I saw tugboats pulling heavy barges
up and down the ice-filled river

while a white disc flamed overhead
and hands of purple light that resembled
bruises drifted and gradually dispersed.

I thought of northern skies flooded
with blue and gray, of monochromatic clouds
and rain-soaked wind blowing across the plains.

I thought of a landscape flattened
like unbleached canvas and steeped
in vertiginous greens, of the artists

who could liquefy thickest sunlight,
and the tangible, earth-colored country
that was all there would be to paint.

That February day I looked directly
into a wintry, invisible world
and that was when I turned away

from the God or gods I had wanted
so long and so much to believe in.
That was when I hurried down the stairs

into a street already crowded with people.
Because this world, too, needs our unmixed
attention, because it is not heaven

but earth that needs us, because
it is only earth – limited, sensuous
earth that is so fleeting, so real.            

— Edward Hirsch, from Earthly Measures (1996)

In an interview, Hirsch commented: “It’s funny how I came to write that poem. I’ve always loved the seventeenth-century Dutch painters. I’m moved by the way they dignify the ordinary, or, perhaps more accurately, recognize the dignity in the ordinary. The light in those paintings just goes through me. I like all those scenes of daily life, all those mirrors and windows, drawers and curtains, cobblestone passages. I like to breathe that watery blue air.”

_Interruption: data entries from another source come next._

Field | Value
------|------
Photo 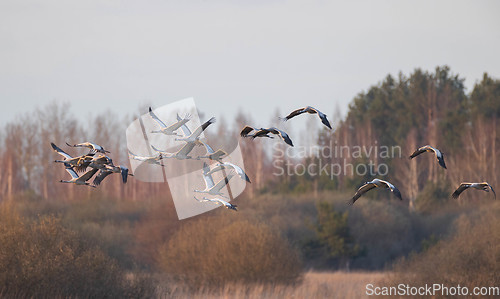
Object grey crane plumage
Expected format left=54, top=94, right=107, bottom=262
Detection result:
left=194, top=196, right=238, bottom=211
left=410, top=145, right=446, bottom=169
left=240, top=126, right=293, bottom=146
left=194, top=163, right=234, bottom=198
left=280, top=106, right=332, bottom=129
left=149, top=107, right=190, bottom=136
left=451, top=182, right=497, bottom=199
left=60, top=163, right=98, bottom=188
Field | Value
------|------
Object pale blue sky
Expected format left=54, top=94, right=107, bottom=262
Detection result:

I began my time at Beth Am with a discussion about God. Soon after I arrived, in July 1999, I met with a large group of members at our Asilomar adult learning retreat. When I asked what was on their minds, and what they’d be interested in learning and discussing, I was struck by a recurring theme: our members wanted to talk about God. Some were deeply troubled by the idea that God could exist; it seemed incongruent with everything they believed and experienced in the “real world” outside the synagogue.

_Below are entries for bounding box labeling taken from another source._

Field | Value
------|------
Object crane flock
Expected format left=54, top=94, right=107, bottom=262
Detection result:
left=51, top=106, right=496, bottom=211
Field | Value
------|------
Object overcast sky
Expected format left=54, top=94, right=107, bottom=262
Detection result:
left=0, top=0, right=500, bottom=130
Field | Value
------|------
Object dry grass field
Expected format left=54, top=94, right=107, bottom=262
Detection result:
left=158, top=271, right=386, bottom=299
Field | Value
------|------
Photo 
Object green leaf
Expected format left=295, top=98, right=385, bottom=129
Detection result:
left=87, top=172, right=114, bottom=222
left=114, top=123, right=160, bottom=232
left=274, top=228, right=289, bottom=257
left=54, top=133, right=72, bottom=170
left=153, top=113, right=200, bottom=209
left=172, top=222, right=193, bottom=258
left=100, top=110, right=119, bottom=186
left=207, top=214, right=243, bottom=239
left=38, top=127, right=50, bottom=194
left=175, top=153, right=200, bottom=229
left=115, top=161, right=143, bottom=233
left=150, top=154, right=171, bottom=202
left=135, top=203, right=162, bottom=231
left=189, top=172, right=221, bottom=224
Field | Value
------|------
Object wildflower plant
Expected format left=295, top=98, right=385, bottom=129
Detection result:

Yet somehow they could not let go of the idea. Stubbornly — sometimes with sadness, sometimes with anger — they grappled with their sense that Jewish theology is incompatible with science; that the rituals are irrational and the prayers irrelevant, expressing nothing but wishful thinking. Yet here they were, at a synagogue retreat focused on Jewish learning and Jewish worship. I often got the sense that they were hoping, despite their professed skepticism, that I could give them a reason to believe; offer them a theology that was not patently ridiculous; convince them that their Jewish commitments made sense.

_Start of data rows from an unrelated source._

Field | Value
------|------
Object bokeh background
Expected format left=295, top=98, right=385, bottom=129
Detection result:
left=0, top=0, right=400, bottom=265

That was my introduction to the Beth Am community – smart, sophisticated, principled and caring, but, in many cases, ambivalent about matters that were and are precious to me. I learned, over time, that for many of our members, belonging matters more than believing. I’ve tried, in these intervening years, to express my own convictions: that believing in God is not the easy way out but a courageous act of affirmation in a world that can be dark and disheartening; that believing in God does not absolve us of responsibility but summons us, again and again, to align ourselves with the good and enlist in the work of goodness; that we are the “delivery system” for divine justice, compassion, love and peace.

Above all, I’ve sought to express my belief that Jewish ritual and prayer educate the mind and spirit; steer us away from cynicism towards gratitude and hope; focus us on what we can do here and now: the patient, persistent labor of self-improvement and healing the world.

I cherish Judaism because it offers me an earthly spirituality — closely attentive to the fragile beauty of this world, its very imperfection challenging us to respond. Like the 17th century Dutch paintings I love, Judaism reminds us to look closely at what is before our eyes, and to love it as best we can, while we can. So let us pay attention to one another, cherishing the uniqueness of each soul we encounter; and let us be astonished at the gift of this life we share; and let us spend our lives in service to God, bringing goodness and beauty wherever we can. For, as Richard Wilbur wrote, “Love calls us to the things of this world.”

This is my last clergy column for the Beth Am Builder. I am grateful for the privilege of living with and learning from this community for 21 years, and I thank all of you who have been my teachers.